Assim, enquanto a mula bebe água no riacho, leio a frase de As cidades invisíveis de Italo Calvino: «O homem que cavalga longamente por terrenos bravios sente o desejo de uma cidade» e logo me vejo na garupa do cavalo do porta-estandarte Cristóvão Rilke (antepassado suposto do poeta) cavalgando, cavalgando, cavalgando pela noite, pelo dia, pela noite. Também aqui não há montanhas, apenas uma árvore. Árvore que de noite se incendiou com a mulher que salvei das cordas; no meu peito, «palavras luminosas» trazidas de longe. Mas porque estou cansado da lucidez da noite e preciso de uma luz mais doce, procuro outra árvore à sombra da qual me recosto. Sou então o Estrangeiro da Anabase de Saint-John Perse, «que passava». Converso com a donzela (nada romântica), que a meu lado se sentou. Coloco-lhe «bagas amargas» sobre as mãos: «Eu vos saúdo, minha filha, sob a maior das árvores do ano». “Nasceu um potro sob as folhas de bronze”. Diz ela, ou eu, não sei. Escutamos as folhas que nos escutam: e eis um grande barulhar numa árvore de bronze. A mula afasta-se um pouco. E alguém diz: «Eu vos saúdo, minha filha, sob o mais formoso vestido do ano».
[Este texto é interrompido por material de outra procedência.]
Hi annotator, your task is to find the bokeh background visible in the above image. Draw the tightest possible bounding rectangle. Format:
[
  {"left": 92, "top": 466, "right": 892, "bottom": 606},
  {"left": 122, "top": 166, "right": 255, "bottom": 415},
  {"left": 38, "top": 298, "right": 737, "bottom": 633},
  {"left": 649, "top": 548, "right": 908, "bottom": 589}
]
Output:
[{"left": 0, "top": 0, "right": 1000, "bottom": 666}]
2. “O desejo é a própria essência do homem”, escreve Espinosa na sua Ética. Na cidade de Doroteia, que «terrenos bravios» fizeram desejar, o Marco Polo de Italo Calvino descobre que o desejo é ou fruto de um cálculo cheio como um ovo de esturjão (contemplação interesseira da geografia humana da cidade) ou um rasto cumprido no deserto, muitos anos após conhecer o espaço vazio da sua praça: “Nessa manhã em Doroteia sei que não havia nenhum bem na vida a que eu não pudesse aspirar”. Que é como quem diz: nessa praça, um condutor de camelos conheceu a manhã da liberdade, antes da escolha e do cumprimento do desejo. Mas quem isto ler vê apenas um reflexo de um reflexo da cidade de Doroteia – o que vem a ser precisamente qualquer reflexão. Para a possuir (e perder) será necessário dirigir-se a ela, lê-la; ou inventá-la.

3. A verdadeira essência de Anastásia não se encontra na descrição da cidade. A sua descrição é como a imagem do corpo de uma mulher para o adolescente: desperta pequenos desejos logo sufocados pela mão ruinosa sobre uma torre de carne incendiada e vista de longe. (Cristóvão Rilke sabia que a morte encontrada no assalto à torre de nada valeria sem as pétalas em seu peito). Quem pelo contrário está em Anastásia (quem é aquele «homem»: Marco Polo? Italo Calvino?) não possui fantasmas lúbricos, está nela como quem entra numa mulher, como quem desce à terra, ou como quem mergulha na Substância espinosista: «A cidade parece-nos como um todo em que nenhum desejo se perde e de que nós fazemos parte, e como ela goza tudo de que nós não gozamos, só nos resta habitar este desejo e satisfazer-nos com ele». Porém, fazermos parte do todo tem esta consequência: «julgamos gozar por toda a Anastásia enquanto afinal não passamos de seus escravos».

4. Em Doroteia, Marco Polo descobre, na voz de um condutor de camelos, que a manhã da liberdade total só é algo na escassa realização do possível. Em Fedora, Marco Polo descobre para além da cidade real (isto é, a que advém incessantemente e por isso imperfeita), a cidade ideal (isto é, todas as cidades possíveis tornadas impossíveis na escolha). O museu de Fedora é, então, tal como os museus de todas as cidades, o lugar da nostalgia; mas não o lugar das escolhas irreversíveis, como os demais; antes o lugar da nostalgia de um futuro que nunca existirá, dos desejos perdidos por caprichos do destino. Curiosamente, Marco Polo acaba por compreender (o que revela a Kublai Khan) que ambas as cidades – a real e a ideal – se sustentam: somos quer os desejos frustrados do passado, quer os desejos impossíveis do futuro. E algo entre, talvez.